Tiga puluh menit pertama, saat kapal mulai berlayar, aku masih asik mengobrol dengan kedua Bule Belanda itu. Ellie tertidur di samping kiriku. Beberapa saat kemudian, aku mulai merasakan pusing dan mual. Aku pun mencoba memejamkan mata. Tapi rasa itu masih mengganggu. Ellie yang terbangun dari tidurnya menyadari bahwa aku mabuk laut. Mungkin dia melihat wajah anehku karena menahan rasa mual dan pusing. Ia menawariku permen karet. Menurutnya, mengunyah permen karet saat berada di kapal laut ampuh untuk menghindari mabuk laut. Benar saja, mual dan pusingku berangsur membaik. Aku pun bisa memejamkan mata untuk meminimalisir pengaruh goncangan ombak laut. Karena katanya, mabuk saat di perjalanan, dalam hal ini adalah mabuk laut, karena ketidaksesuaian antara mata yang tidak merasakan adanya pergerakan dengan tubuh yang merasakan pergerakan dari goncangan ombak. Menutup mata, membuat hanya tubuhlah yang merasakan sensasi goncangan ombak tersebut.

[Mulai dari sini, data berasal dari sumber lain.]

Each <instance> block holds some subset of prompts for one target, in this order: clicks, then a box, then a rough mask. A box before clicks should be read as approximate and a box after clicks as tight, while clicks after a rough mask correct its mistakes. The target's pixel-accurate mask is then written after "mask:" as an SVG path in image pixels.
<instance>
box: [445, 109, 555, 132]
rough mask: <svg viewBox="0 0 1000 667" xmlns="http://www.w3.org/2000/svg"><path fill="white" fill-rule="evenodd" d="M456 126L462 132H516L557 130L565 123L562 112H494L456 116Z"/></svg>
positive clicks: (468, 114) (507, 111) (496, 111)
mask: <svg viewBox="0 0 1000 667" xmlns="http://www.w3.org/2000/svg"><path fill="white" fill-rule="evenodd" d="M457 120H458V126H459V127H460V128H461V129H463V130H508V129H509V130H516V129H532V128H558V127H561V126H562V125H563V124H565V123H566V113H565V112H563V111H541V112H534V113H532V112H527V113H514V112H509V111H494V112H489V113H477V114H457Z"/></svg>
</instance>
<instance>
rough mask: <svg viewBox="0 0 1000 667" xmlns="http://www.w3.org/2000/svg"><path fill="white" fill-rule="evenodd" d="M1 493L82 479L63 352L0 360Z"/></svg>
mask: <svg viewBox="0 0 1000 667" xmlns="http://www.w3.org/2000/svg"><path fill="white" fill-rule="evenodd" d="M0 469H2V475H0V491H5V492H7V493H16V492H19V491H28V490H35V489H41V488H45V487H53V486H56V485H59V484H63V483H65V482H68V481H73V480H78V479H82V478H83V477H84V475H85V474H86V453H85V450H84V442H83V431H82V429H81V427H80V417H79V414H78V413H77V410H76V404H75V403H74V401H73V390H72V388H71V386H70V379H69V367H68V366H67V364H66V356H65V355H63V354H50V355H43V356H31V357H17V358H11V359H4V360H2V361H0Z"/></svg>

Penderitaan selama 2,5 jam di kapal laut itu pun berakhir dengan belabuhnya kapalku di Pulau Karimun Jawa. Aku pun berpisah dengan keempat bule itu. Terbesit harapan untuk bertemu lagi dengan mereka saat trip di sana, terutama Ellie. Aku ingin sekali banyak berbincang dengannya. Dan mungkin nanti, aku sudah siap untuk cas-cis-cus dengan Bahasa Jerman. Mungkin.